So there you have it – much can be said on both sides. But I should perhaps add that I’m not a great fan of the Skeptics. They seem such a dour lot, the sort of people who would insist on telling small children there’s no Santa Claus. I don’t doubt there’s merit in debunking myths and exposing shysters, but professional scepticism seems to me an arid pursuit – always denying, never affirming. Which may be why you rarely see a Skeptic smiling on television. History’s most famous sceptic was of course Doubting Thomas who refused to believe in the resurrection of Christ until he had touched Jesus’ wounds. When, according to the Gospel of John, Jesus later appeared before Thomas and invited him to touch his wounds, the doubter was finally convinced. And Jesus had a message for the sceptics/Skeptics: ‘Blessed are they that have not seen, and yet have believed.’
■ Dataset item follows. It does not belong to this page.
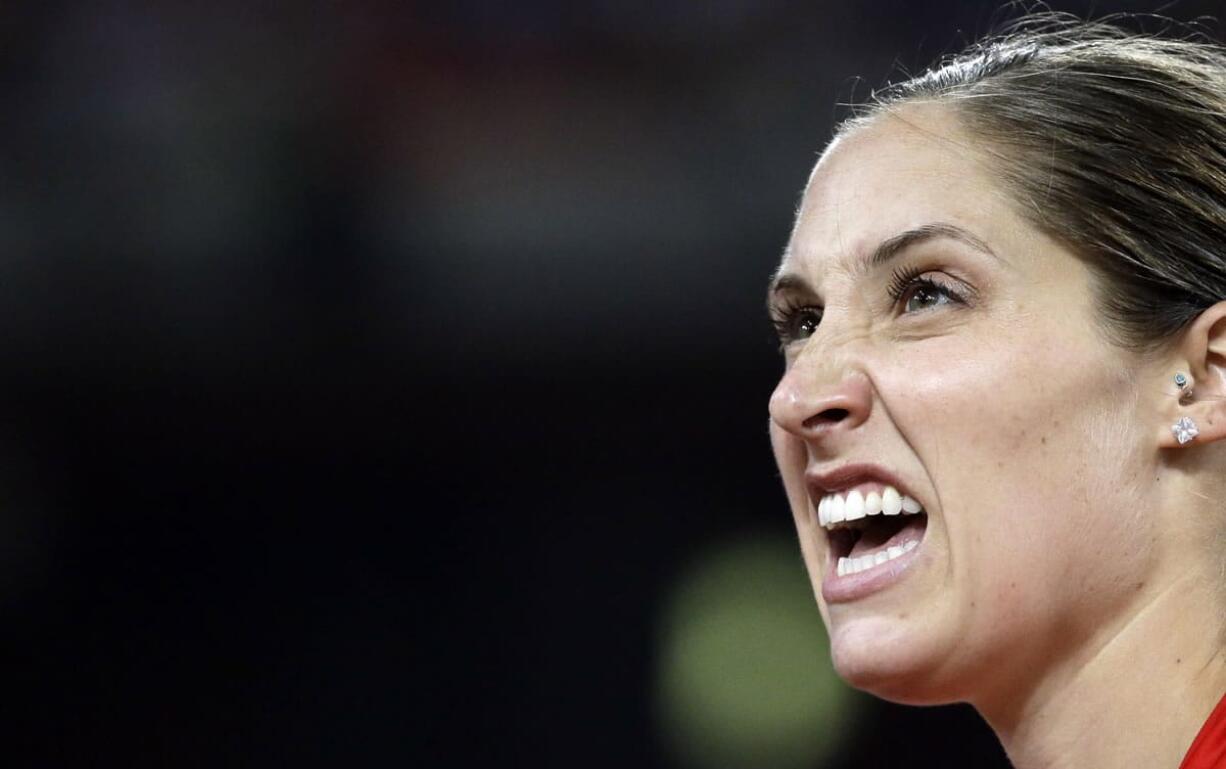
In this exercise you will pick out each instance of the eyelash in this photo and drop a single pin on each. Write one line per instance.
(787, 317)
(904, 282)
I’m a non-believer myself of course, but I don’t want to make it my profession or even my principal interest in life. For many years I’ve been an Honorary Associate of the New Zealand Rationalists and Humanists Association. They really should strike me off their list. I’ve only ever been to one meeting and that was when I was the guest speaker. I’d been invited along because of my reasonably well-known atheism, but rather offended my hosts by telling them I couldn’t understand why anyone would want to be in an organisation whose raison d’être was something that none of them believed in. They later voted unanimously in favour of a motion ‘that Santa Claus did exist’, which at least showed they had a sense of humour.
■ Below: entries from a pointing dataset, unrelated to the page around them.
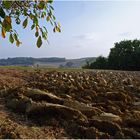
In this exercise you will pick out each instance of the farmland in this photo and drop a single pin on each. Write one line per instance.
(69, 103)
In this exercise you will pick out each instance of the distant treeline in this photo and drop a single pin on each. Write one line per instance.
(26, 61)
(124, 56)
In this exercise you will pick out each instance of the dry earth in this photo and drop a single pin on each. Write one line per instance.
(78, 104)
The original sceptics were followers of the Greek philosopher Pyrrho and believed that it was impossible to know anything with absolute certainly, including the existence of matter. I’m more or less with those sceptics, which is why I lose patience with my fellow atheists who insist that they ‘know’ there is no god. They don’t. The Solipsists were an interesting lot. They believed that only the self existed and that external reality was a creation of the mind. They nonetheless formed a movement whose meetings must have been quite strange since everyone present believed they were the only person there and all the others were figments of their imagination. Still, it gave them someone to talk to. Most solipsists these days become members of parliament. A commonsensical view of all of this was taken by Dr Samuel Johnson, as Boswell reports:
After we came out of the church, we stood talking for some time together of Bishop Berkeley’s ingenious sophistry to prove the nonexistence of matter, and that every thing in the universe is merely ideal. I observed, that though we are satisfied his doctrine is not true, it is impossible to refute it. I never shall forget the alacrity with which Johnson answered, striking his foot with mighty force against a large stone, till he rebounded from it — “I refute it thus.” Johnson’s reply was actually as illogical as Descartes’ famous ‘cogito ergo sum’ – ‘I think therefore I am’. But it is a good example of the dangers of relying on ‘common sense’ which presupposes some sort of absolute truth. As the Ring debate (cycle?) seems to suggest, the one thing you can be absolutely sure of with most contentious issues is that much can, and will be said on both sides.